The convocation is made by the President through email, with answer of delivery within three days; in default of it, this can be convened through a registered letter sent at least 10 days before the reunion.

For urgent case, on initiative of the President, the Council can be summoned also without the foretold formality, through the more suitable means for the circumstances; however,  in this case, it is validly summoned only if expressly accepted by the convened members. They must turn out test (received, recording, letter, fax, etc.) of this acceptance.

Art.11 Tasks of the Directive Council

The Council is the permanent directive organ of the Association; it has  all the powers with the exception of those which are exclusively reserved  to the Assembly by the Statute.

In particular, and without that the following list has peremptory nature, the Council can:

  1. promote all necessary actions for the achievement of the  aims planned in the present Statute.

  2. issue  the eventual regulation of the execution of the present Statute and  see the  following modifications to this regulation.

  3. deliberate about admission of the applicants;

  4. manage the patrimony of the Association and organize the one-year budget to submit it to the Assembly; it also takes care the deposit in the office, at least thirty days before the day fixed for the assembly;

  5. give execution to the deliberations of the Assembly;

  6. nominate the representatives of the Association in agencies or national and International authority;

  7. deliberate on the exclusion of the member;

  8. Choose come other offices  that can be add to the main office of  the Association.

The Directive Council is presided by  the President and, in the event of his absence or his impediment, by the Vice-president.

The Council meetings are validly constituted with the presence of the majority of its members and the deliberations must be assumed to majority of the participants.

The Minutes of the Council are taken down by the President and they  get known to the members within a month from the meeting.

If a councilman cannot be present he will be replaced, according to deliberation of the Council, by the first candidate who had obtained the majority of votes among not-elected in the last reunion.

Art.12 President and Vice-president of the Directive Council

The President of the Directive Council represents the Association to all intents and purposes, of processual order too; he has to execute Council decisions

If he dies before the forfeiture of his mandate, his powers would be exercised to interim by the Vice-president who, within fifteen days, should be summon the Council to nominate a new President.

The Vice-president represents the Association in the event of the absence and the impediment of the President or when he is delegated by him.

The Directive Council can delegate with own deliberation the fulfillment of the actions determined to its members, also if they are different from the President and the Vice-president.

Art.13 Treasurer Secretary

The Treasurer Secretary takes care of bookkeeping of the Association, he receives or carries out the payments; he also, takes care of the properties of the Association and keeps the documents of the Association.

 Art. 14 Arbiter Body

The Arbiter Body is composed by three members who are elected by the Assembly, and it nominates the president.

The Arbiter Body verifies the correct management in economical field and checks the operations made by the Associations.

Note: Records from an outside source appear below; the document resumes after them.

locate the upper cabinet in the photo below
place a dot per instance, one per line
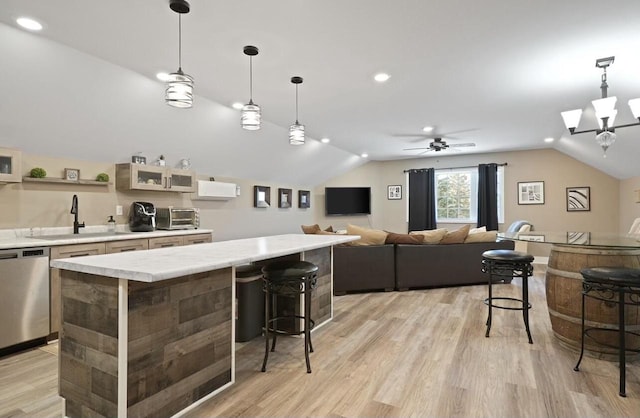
(130, 176)
(10, 163)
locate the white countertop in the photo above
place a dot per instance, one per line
(168, 263)
(9, 241)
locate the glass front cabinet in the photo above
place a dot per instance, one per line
(130, 176)
(10, 162)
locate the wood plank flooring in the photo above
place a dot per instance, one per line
(415, 353)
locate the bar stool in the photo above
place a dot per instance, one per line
(506, 264)
(604, 284)
(288, 279)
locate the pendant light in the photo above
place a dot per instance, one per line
(251, 113)
(605, 112)
(296, 131)
(179, 86)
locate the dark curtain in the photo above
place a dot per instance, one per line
(422, 199)
(488, 196)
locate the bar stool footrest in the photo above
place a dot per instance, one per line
(511, 308)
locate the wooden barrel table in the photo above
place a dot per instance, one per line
(564, 298)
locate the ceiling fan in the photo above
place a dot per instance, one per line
(439, 144)
(433, 134)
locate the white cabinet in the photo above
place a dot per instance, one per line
(214, 190)
(130, 176)
(10, 163)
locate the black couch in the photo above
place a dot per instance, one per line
(405, 266)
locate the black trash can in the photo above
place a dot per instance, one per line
(249, 302)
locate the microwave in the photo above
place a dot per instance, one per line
(177, 218)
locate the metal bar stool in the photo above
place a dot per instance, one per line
(613, 285)
(289, 279)
(506, 264)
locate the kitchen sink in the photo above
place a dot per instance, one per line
(81, 235)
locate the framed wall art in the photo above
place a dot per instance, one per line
(531, 193)
(304, 199)
(578, 199)
(284, 198)
(394, 192)
(72, 174)
(261, 196)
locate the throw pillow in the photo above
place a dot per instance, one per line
(430, 236)
(456, 237)
(487, 236)
(393, 238)
(367, 236)
(310, 229)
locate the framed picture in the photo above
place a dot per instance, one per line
(138, 159)
(578, 199)
(531, 193)
(284, 198)
(72, 174)
(261, 196)
(394, 192)
(304, 199)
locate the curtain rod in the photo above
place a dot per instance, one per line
(451, 168)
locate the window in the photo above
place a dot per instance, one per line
(457, 195)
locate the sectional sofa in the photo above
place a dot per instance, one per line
(409, 266)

In particular, it expresses its own opinion about the one-year statement of the Association and about other bookkeeping written documents, before they were presented to the Assembly to be approved.

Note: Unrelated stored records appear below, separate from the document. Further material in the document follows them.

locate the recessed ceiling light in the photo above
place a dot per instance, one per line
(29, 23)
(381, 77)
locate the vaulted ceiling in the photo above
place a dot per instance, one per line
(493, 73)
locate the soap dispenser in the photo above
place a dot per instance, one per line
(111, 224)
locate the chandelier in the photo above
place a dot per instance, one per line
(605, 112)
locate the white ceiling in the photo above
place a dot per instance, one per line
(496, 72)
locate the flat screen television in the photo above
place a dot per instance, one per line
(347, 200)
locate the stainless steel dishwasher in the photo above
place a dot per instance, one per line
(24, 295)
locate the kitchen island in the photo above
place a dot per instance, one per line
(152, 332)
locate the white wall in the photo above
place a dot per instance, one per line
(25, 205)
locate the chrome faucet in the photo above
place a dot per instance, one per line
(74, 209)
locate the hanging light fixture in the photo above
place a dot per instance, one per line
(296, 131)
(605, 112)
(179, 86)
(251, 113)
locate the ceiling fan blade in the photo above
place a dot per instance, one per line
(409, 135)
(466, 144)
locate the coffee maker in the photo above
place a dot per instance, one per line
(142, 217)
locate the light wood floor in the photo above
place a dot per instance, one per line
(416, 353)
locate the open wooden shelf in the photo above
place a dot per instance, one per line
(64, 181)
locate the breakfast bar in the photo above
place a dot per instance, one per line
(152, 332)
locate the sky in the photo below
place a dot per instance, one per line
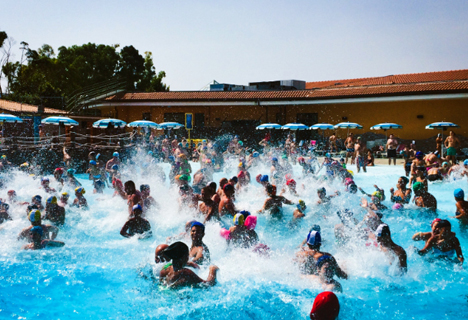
(196, 42)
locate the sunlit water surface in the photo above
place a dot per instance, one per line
(101, 275)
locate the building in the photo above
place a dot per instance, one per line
(412, 100)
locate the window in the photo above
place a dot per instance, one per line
(199, 120)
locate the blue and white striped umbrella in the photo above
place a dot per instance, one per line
(386, 126)
(268, 126)
(104, 123)
(295, 126)
(322, 126)
(441, 125)
(4, 117)
(170, 125)
(143, 123)
(60, 120)
(348, 125)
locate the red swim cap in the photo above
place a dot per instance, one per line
(326, 307)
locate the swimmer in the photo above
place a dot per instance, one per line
(323, 198)
(49, 231)
(387, 245)
(54, 212)
(199, 252)
(403, 194)
(443, 242)
(274, 203)
(80, 200)
(422, 198)
(226, 205)
(310, 259)
(240, 235)
(38, 243)
(136, 225)
(461, 206)
(326, 307)
(175, 274)
(45, 185)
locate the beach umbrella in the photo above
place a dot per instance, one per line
(170, 125)
(295, 126)
(143, 123)
(104, 123)
(58, 120)
(268, 126)
(4, 117)
(441, 126)
(386, 126)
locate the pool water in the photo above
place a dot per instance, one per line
(101, 275)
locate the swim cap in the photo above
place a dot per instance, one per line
(52, 200)
(177, 250)
(238, 219)
(326, 307)
(35, 216)
(250, 222)
(314, 239)
(417, 186)
(459, 193)
(38, 230)
(382, 230)
(197, 224)
(80, 190)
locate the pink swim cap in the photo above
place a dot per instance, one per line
(250, 222)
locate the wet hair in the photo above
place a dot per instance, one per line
(176, 251)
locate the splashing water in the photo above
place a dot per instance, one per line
(100, 275)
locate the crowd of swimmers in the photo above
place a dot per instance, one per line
(186, 252)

The Arbiter Body continues on its office  for two years and its members are re- electable.

Art.15 Association Patrimony

The Association Patrimony is constituted by the ordinary contributions of the members, from legacies, donations or other sources of income accepted by the Council. The one-year contributions of the Association must be paid by thr members within and not beyond February, 28th  of every year.

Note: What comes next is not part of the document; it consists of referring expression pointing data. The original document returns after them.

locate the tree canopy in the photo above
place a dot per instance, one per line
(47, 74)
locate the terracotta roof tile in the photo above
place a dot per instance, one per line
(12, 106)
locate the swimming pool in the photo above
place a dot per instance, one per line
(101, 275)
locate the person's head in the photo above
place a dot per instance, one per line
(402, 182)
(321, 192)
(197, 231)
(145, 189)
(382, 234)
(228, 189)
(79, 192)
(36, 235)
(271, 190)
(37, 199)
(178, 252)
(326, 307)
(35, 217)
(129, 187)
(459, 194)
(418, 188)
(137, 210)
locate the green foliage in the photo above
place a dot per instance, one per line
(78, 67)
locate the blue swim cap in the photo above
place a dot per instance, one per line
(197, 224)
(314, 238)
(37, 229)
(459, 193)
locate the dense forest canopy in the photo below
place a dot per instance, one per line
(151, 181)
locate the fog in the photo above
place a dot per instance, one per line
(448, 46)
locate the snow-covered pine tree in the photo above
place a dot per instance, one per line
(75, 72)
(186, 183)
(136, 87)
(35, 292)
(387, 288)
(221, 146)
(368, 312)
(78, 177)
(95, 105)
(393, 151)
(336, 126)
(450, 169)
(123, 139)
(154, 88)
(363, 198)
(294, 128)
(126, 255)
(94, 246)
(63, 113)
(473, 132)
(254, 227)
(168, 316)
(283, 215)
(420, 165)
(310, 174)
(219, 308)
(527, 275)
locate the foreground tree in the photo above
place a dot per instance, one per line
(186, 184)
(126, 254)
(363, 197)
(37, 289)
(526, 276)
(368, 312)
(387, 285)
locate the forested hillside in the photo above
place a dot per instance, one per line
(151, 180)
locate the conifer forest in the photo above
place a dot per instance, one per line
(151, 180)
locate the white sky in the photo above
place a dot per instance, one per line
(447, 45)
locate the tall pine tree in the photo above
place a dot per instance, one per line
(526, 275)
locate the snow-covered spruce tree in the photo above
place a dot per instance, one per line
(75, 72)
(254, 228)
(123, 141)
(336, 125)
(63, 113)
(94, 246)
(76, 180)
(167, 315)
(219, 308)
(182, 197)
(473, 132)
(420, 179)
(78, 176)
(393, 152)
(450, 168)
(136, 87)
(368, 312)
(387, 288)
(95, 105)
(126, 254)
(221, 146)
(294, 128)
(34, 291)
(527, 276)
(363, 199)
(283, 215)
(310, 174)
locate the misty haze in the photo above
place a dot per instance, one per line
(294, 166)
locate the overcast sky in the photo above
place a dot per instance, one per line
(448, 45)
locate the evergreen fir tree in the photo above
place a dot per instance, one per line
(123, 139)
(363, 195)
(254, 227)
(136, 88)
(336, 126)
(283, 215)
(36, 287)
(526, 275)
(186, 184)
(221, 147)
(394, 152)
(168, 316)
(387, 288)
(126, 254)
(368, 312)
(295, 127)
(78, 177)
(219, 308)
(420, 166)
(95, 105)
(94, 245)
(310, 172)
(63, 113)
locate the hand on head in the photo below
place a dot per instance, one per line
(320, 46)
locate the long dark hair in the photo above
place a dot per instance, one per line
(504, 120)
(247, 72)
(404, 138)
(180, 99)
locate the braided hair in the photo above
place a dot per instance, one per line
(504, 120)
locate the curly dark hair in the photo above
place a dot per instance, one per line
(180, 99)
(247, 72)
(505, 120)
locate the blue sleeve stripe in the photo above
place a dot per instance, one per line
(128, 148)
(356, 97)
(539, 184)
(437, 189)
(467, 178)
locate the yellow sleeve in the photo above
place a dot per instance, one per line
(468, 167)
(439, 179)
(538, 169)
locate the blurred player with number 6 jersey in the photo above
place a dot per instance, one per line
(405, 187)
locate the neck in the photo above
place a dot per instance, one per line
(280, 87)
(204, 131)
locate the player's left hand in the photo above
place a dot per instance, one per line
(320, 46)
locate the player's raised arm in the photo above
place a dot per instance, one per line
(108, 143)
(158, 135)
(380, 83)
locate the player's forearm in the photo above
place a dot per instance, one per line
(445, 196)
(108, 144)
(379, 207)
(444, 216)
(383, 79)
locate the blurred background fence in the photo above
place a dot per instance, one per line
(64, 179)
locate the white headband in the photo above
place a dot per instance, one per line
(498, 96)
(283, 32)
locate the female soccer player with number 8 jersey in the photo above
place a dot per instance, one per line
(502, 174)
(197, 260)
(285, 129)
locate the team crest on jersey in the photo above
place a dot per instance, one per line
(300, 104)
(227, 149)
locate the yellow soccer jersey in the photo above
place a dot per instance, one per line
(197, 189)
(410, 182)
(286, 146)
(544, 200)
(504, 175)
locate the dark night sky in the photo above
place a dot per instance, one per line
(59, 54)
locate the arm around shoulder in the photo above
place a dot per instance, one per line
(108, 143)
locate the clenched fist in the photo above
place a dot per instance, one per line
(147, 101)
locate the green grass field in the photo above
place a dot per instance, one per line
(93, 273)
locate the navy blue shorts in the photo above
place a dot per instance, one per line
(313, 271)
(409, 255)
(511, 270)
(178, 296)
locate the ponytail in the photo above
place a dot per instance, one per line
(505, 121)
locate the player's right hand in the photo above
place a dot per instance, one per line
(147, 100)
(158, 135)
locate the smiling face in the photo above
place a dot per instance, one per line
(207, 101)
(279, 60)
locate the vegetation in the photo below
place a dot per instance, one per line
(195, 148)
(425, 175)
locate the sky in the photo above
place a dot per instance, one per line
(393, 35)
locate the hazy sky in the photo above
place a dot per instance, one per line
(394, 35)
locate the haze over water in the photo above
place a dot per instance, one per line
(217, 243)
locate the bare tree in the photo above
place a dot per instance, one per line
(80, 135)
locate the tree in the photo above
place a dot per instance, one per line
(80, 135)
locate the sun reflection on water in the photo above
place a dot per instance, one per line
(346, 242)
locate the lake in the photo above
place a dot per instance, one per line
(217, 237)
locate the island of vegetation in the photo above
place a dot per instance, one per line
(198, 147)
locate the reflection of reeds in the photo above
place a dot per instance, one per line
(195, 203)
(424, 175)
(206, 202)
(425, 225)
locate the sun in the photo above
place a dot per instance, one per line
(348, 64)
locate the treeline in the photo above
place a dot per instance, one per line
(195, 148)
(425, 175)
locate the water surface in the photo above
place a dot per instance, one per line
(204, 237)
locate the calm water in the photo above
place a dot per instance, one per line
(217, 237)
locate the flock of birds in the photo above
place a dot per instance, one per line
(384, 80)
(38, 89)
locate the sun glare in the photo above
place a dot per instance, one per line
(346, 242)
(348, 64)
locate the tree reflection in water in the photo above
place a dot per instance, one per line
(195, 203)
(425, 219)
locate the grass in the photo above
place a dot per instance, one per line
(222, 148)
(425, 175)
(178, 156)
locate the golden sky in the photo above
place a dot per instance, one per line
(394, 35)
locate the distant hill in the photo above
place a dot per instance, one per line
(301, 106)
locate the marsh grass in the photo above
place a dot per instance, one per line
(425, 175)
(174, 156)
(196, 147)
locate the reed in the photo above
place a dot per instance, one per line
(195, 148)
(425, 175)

Art. 16 Budget and profits

The fiscal year goes from March 1st to February 28th of every year. At  the end of every exercise the President and the Treasurer will provide for the formation of the social budget to show it to the assembly of members.

Art. 17 Dissolution

With the majority previewed from the fourth paragraph of the art.9 and according to  the Residual Norm of  the last paragraph of the present Article, in dissolution case the Assembly resolves about the destination of the existing patrimony; it also nominate sone or more liquidators and establishes powers and compensations.

On such destination the credits calimed towards the Associazione dei Soci Fondatori (Founder Members Association) has a preemption right.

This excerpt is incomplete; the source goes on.